Tag: fraud

The Unbearable Vagueness of “Honest Services Fraud”

Cato adjunct scholar Tim Sandefur, who authored an amicus brief in the case of Skilling v. U.S., writes on his home blog:

Today, the Supreme Court decided the case of Jeffrey Skilling, the CEO of Enron, who had been convicted of the crime of “honest services fraud.” The statute, however, is so vague, that nobody knows what the term “honest services fraud” actually means. Pacific Legal Foundation (joined by our friends at the Cato Institute) filed a brief in the case arguing that statutes that are so vague violate the constitutional guarantee of due process of law—and that the constitutional protection against vague laws should apply in the business realm the same as anywhere else. Vague laws are dangerous because you cannot know what they prohibit and cannot therefore avoid breaking the law. It is unfair and unconstitutional to hold vague statutes over their head in such a way.

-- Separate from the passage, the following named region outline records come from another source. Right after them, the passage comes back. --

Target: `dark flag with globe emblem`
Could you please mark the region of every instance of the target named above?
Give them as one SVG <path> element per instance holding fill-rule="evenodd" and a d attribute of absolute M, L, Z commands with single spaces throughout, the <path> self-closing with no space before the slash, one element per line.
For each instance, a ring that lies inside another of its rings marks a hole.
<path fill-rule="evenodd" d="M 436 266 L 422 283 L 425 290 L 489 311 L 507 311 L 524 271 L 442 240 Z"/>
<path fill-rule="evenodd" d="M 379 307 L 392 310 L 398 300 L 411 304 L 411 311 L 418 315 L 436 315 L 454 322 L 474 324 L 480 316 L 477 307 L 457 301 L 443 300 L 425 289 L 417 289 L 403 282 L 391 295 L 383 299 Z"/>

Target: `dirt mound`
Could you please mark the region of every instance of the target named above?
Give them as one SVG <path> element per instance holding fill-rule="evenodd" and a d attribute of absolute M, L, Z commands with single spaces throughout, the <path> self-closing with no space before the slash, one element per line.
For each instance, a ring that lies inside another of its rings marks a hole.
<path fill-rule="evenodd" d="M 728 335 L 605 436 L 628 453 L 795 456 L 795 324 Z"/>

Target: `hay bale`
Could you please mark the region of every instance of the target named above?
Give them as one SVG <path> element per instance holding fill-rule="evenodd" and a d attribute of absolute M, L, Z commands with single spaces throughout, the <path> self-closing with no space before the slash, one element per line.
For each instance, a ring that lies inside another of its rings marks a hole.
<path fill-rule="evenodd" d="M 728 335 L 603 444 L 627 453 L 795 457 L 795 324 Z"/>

Unfortunately, the Court has in the past been reluctant to apply it outside the regular criminal context, on the theory that businesses are wealthier and can afford expert legal advice. But in a case like this, even the experts have no idea what the statute actually means. The federal circuit courts are in disarray as to what it means. And nobody should be convicted under a statute that is so broadly and vaguely worded, that even the prosecuting lawyer can’t tell you what that law actually means.

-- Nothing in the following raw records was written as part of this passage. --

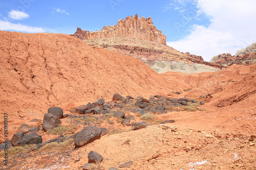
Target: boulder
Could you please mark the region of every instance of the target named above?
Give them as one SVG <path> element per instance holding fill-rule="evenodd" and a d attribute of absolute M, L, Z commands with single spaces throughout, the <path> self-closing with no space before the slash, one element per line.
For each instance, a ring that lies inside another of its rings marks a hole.
<path fill-rule="evenodd" d="M 48 109 L 47 112 L 58 117 L 60 119 L 63 117 L 63 110 L 58 107 L 50 107 Z"/>
<path fill-rule="evenodd" d="M 122 118 L 124 118 L 125 114 L 124 112 L 121 111 L 115 111 L 113 112 L 114 117 L 119 117 Z"/>
<path fill-rule="evenodd" d="M 95 106 L 100 106 L 102 105 L 104 103 L 105 103 L 105 101 L 102 98 L 101 98 L 93 102 L 93 104 Z"/>
<path fill-rule="evenodd" d="M 92 151 L 88 154 L 88 163 L 101 163 L 103 159 L 102 156 L 96 152 Z"/>
<path fill-rule="evenodd" d="M 150 101 L 148 100 L 147 99 L 143 98 L 141 99 L 141 102 L 144 102 L 144 103 L 150 103 Z"/>
<path fill-rule="evenodd" d="M 51 142 L 56 142 L 56 143 L 60 143 L 60 142 L 63 142 L 65 140 L 65 137 L 63 135 L 60 135 L 59 137 L 56 137 L 54 139 L 48 140 L 47 141 L 46 141 L 45 142 L 44 142 L 40 144 L 39 144 L 38 145 L 38 148 L 41 148 L 45 145 L 46 144 L 49 143 L 51 143 Z"/>
<path fill-rule="evenodd" d="M 17 133 L 14 133 L 13 134 L 13 136 L 12 137 L 12 139 L 11 140 L 11 141 L 12 142 L 12 144 L 13 145 L 14 145 L 16 143 L 22 138 L 24 136 L 24 133 L 23 132 L 19 132 Z"/>
<path fill-rule="evenodd" d="M 29 132 L 29 126 L 26 124 L 23 124 L 19 127 L 19 132 L 23 132 L 25 134 L 28 133 Z"/>
<path fill-rule="evenodd" d="M 91 103 L 88 103 L 88 104 L 87 105 L 87 107 L 88 107 L 88 109 L 91 109 L 92 108 L 94 108 L 95 107 L 95 105 L 94 104 Z"/>
<path fill-rule="evenodd" d="M 56 128 L 61 124 L 61 122 L 58 117 L 50 113 L 45 114 L 42 120 L 42 129 L 45 131 Z"/>
<path fill-rule="evenodd" d="M 25 144 L 38 144 L 42 141 L 42 137 L 32 132 L 24 135 L 16 142 L 14 147 L 24 146 Z"/>
<path fill-rule="evenodd" d="M 37 133 L 37 132 L 39 132 L 39 130 L 40 129 L 39 129 L 38 127 L 33 127 L 30 128 L 30 129 L 29 130 L 29 132 Z"/>
<path fill-rule="evenodd" d="M 123 125 L 126 125 L 127 126 L 129 126 L 130 125 L 129 125 L 130 122 L 130 119 L 125 119 L 123 120 L 122 124 Z"/>
<path fill-rule="evenodd" d="M 84 111 L 88 109 L 88 106 L 87 105 L 81 105 L 76 107 L 76 112 L 79 114 L 84 114 Z"/>
<path fill-rule="evenodd" d="M 13 147 L 12 145 L 12 142 L 11 140 L 7 141 L 1 144 L 0 144 L 0 152 L 6 149 L 9 149 L 12 148 Z"/>
<path fill-rule="evenodd" d="M 92 166 L 89 163 L 86 163 L 82 166 L 82 170 L 90 170 L 92 169 Z"/>
<path fill-rule="evenodd" d="M 109 170 L 117 170 L 117 168 L 115 167 L 111 167 L 109 168 Z"/>
<path fill-rule="evenodd" d="M 143 109 L 148 106 L 148 103 L 141 102 L 141 101 L 137 101 L 134 105 L 141 109 Z"/>
<path fill-rule="evenodd" d="M 138 130 L 142 128 L 144 128 L 147 126 L 147 123 L 145 121 L 142 121 L 139 123 L 135 123 L 133 125 L 133 130 Z"/>
<path fill-rule="evenodd" d="M 171 123 L 175 123 L 175 121 L 174 121 L 174 120 L 165 120 L 163 122 L 161 122 L 160 123 L 160 124 L 169 124 Z"/>
<path fill-rule="evenodd" d="M 119 167 L 122 168 L 122 167 L 131 167 L 132 165 L 133 165 L 133 162 L 132 161 L 129 161 L 123 164 L 122 165 L 121 165 L 119 166 Z"/>
<path fill-rule="evenodd" d="M 100 129 L 102 131 L 101 134 L 100 135 L 101 136 L 110 133 L 108 129 L 106 129 L 106 128 L 100 128 Z"/>
<path fill-rule="evenodd" d="M 99 139 L 102 133 L 100 128 L 89 126 L 78 132 L 75 138 L 74 143 L 76 148 L 80 148 L 91 142 Z"/>
<path fill-rule="evenodd" d="M 121 96 L 118 93 L 115 93 L 113 95 L 112 100 L 113 101 L 120 101 L 121 99 L 124 98 L 123 96 Z"/>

As they say, read the whole thing.

The FTC and Those GM Ads

I’m usually in enthusiastic accord with our friends over at the Competitive Enterprise Institute, but it seems to me they’ve made a mistake by petitioning the Federal Trade Commission (FTC) to crack down on GM’s ridiculous “we repaid our federal loan” ad. Some zealous enforcers would love for the FTC to do more to regulate speech by American business on matters of public concern, and it seems to me the last thing we should do is encourage such a trend.

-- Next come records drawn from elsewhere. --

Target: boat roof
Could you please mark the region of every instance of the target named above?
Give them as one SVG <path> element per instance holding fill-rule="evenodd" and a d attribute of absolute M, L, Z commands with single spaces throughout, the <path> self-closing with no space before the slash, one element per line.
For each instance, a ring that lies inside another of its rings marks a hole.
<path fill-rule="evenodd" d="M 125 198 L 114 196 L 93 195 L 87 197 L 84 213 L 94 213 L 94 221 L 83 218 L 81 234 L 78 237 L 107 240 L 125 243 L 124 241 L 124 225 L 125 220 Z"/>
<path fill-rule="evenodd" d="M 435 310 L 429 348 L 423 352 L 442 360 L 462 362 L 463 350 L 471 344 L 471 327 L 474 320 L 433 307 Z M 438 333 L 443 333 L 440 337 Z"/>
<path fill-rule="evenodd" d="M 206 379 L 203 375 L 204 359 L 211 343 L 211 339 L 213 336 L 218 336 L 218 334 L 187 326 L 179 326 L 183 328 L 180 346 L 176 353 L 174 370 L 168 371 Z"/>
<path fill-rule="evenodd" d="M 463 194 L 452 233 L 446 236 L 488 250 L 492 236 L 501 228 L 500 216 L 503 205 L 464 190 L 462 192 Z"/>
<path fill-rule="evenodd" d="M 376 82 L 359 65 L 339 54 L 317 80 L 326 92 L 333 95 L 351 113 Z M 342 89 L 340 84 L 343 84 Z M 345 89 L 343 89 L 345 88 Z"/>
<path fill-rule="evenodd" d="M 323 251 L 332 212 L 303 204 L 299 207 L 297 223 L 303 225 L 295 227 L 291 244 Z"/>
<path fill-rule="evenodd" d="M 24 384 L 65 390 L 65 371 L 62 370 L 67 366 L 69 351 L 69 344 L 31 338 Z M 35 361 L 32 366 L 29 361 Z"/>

For those who came in late, General Motors and its CEO Ed Whitmire were widely and rightly assailed here and elsewhere for asserting (in a column whose message was repeated in much-played TV ads) that the company had repaid its bailout loan “in full, with interest, years ahead of schedule.” Actually, as the inspector general of the government’s TARP program readily acknowledged, the firm had merely used one pot of federal money to repay another. Iowa Sen. Charles Grassley helped expose the dodge, and publications ranging from FoxNews.com to the New York Times joined in with scathing coverage.

Yesterday CEI announced that it had filed a formal complaint [PDF] with the FTC urging the commission to investigate the automaker’s ad campaign as misleading. It alleges that the ad campaign “could unfairly dupe consumers into a false, renewed confidence in the company” and that “consumer purchasing decisions can easily be affected by such considerations.” Nick Gillespie at Reason, CEI general counsel Hans Bader, and Todd Zywicki at Volokh have more.

There’s a long history of businesses’ responding to public criticism of their operations or products – and getting in further legal or regulatory trouble because of that very response. In one early case, the FTC went after egg producers for asserting, in the midst of a cholesterol scare that in hindsight appears overblown, that their ovoid wares were not in fact a menace to cardiac health. Sen. Charles Schumer (D-N.Y.) and the Center to Prevent Handgun Violence have asked the FTC to prohibit ads that imply that keeping a loaded weapon on hand will make a family safer. In Nike v. Kasky, a famous case that reached the Supreme Court [Thomas Goldstein, Cato Supreme Court Review 2003, PDF], shoemaker Nike was sued under a California law over the public defense it had put forward of its labor practices in overseas factories. Environmentalists have sought to suppress ads claiming that nuclear power is nonpolluting, and so forth.

Free-market advocates have generally argued that whatever the merits of laws or regulations banning misleading advertising in garden-variety commercial contexts, there are special dangers to the First Amendment and to robust debate generally in letting agencies and courts second-guess the content of “issue ads” and speech on topics of public controversy. To begin with, it encourages advocates to turn to the law to silence disagreeable speech rather than muster their best arguments to rebut it. In one grotesque example, MoveOn.org and Common Cause actually petitioned the FTC to institute a complaint against Fox News over its use of the slogan “Fair and Balanced”, since (they said) the network was neither.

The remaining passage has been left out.